Written by Todd Havekost on October 24, 2022.
As parallel sysplexes have evolved, the amount of communication and sharing across the systems has increased dramatically. This communication is facilitated by two key components:
- The Coupling Facility, which maintains shared control information (e.g., database locks), and,
- XCF (Cross-System Coupling Facility), which facilitates point-to-point communication by sending messages to other members of a group (or expressed another way, to peer address spaces on the same or a different system).
Coupling Facility metrics are relatively well known, but XCF metrics (from RMF 74.2 records) have typically received less visibility. However, in modern sysplexes, dozens of z/OS components and subsystems leverage XCF, so these metrics will be the focus of this article and one in the next Tuning Letter issue.
We suggest that this be considered the second article in a 3-part series on XCF. Article #1 was ‘XCF Transport Class Simplification’ in Tuning Letter 2020 No. 2, where Frank provided detailed information about the nuts and bolts of how XCF signaling works. Readers will find that material provides a strong foundation for the content to follow in the rest of this series.
In the past, XCF required a good bit of configuration attention, especially in the area of defining transport classes. But in z/OS 2.4, IBM implemented intelligence that eliminated the need for separately managed transport classes at most sites, and minimizing the overall care and feeding required for XCF by systems programmers. Article #1 also explained that enhancement in detail (thus its article title).
Customer experiences with those transport class enhancements have been very positive, with customers finding that the changes deliver at least as good performance and eliminate issues arising from out-of-date class definitions. There are two related items that we want to draw your attention to:
- HIPER APAR OA60480 addresses real storage shortages by moving some XCF messages into 64-bit (above-the-bar) storage.
- IBM recommends using MAXMSG values not exceeding 6000.
Frank mentioned in article #1 that new Path Usage Statistics fields had been added to the RMF 74.2 records, and indicated his intention to address those in a future Tuning Letter article. RMF support for that data was added with APAR OA61101. The next article (#3) in this series will focus on understanding and interpreting those new metrics using actual data from multiple customers.
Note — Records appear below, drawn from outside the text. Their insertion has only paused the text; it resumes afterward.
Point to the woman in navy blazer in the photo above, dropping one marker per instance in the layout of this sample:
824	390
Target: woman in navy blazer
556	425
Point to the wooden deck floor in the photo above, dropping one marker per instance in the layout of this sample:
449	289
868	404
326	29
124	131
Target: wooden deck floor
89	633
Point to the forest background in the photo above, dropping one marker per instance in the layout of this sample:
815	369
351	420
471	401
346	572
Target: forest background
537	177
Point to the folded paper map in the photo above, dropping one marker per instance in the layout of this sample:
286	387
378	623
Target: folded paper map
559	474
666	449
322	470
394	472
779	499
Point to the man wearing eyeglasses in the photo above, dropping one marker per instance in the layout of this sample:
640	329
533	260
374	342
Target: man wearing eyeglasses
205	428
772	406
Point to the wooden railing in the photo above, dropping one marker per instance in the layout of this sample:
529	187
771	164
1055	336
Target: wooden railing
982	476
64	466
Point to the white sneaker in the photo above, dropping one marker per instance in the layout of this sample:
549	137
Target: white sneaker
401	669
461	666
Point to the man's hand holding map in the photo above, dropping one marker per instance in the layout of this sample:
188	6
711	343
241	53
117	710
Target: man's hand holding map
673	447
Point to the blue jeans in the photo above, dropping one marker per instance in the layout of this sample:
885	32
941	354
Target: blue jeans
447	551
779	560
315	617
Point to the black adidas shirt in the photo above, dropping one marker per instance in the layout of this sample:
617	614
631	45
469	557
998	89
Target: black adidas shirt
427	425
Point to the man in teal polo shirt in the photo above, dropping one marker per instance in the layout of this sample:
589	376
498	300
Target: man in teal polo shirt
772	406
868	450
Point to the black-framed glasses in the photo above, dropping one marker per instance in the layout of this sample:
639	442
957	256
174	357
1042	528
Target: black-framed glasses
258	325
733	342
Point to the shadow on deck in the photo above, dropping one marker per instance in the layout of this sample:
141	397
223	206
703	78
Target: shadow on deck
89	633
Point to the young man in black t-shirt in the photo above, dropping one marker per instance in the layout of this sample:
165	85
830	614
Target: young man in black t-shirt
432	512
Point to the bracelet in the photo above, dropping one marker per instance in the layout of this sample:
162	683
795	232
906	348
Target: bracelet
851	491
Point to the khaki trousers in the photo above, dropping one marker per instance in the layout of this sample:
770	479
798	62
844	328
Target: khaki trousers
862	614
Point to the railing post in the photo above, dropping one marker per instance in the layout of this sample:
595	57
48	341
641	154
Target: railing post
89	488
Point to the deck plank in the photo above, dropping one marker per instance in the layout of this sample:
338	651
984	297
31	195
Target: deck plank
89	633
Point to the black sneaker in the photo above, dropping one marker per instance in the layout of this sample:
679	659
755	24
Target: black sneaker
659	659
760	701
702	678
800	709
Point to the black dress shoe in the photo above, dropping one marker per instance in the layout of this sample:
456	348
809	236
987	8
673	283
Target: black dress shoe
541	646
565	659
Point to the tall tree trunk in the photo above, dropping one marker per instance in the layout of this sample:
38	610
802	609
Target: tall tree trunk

Benefits of Monitoring XCF Message Volumes
This article will focus on potential CPU optimization opportunities that can arise from effectively managing XCF message volumes. XCF is exceptionally good at reliably delivering messages at very high volumes. Frank and I have seen XCF message rates in a sysplex exceeding 250K messages per second.
But XCF is so good at its job that it is often taken for granted. The downside of that is that inefficient or unusual behavior often goes unnoticed. Sending and receiving high volumes of messages drives CPU consumption, both for the XCF Address Space (XCFAS) and the address spaces processing the messages. (Note that unnecessary messages also drive Coupling Facility CPU consumption and increase utilization of the XCF signaling infrastructure that typically uses Coupling Facility paths.) As a result, system configuration decisions (or system bugs) that generate unnecessarily high message volumes can waste a significant amount of CPU, as well as require surplus XCF path capacity.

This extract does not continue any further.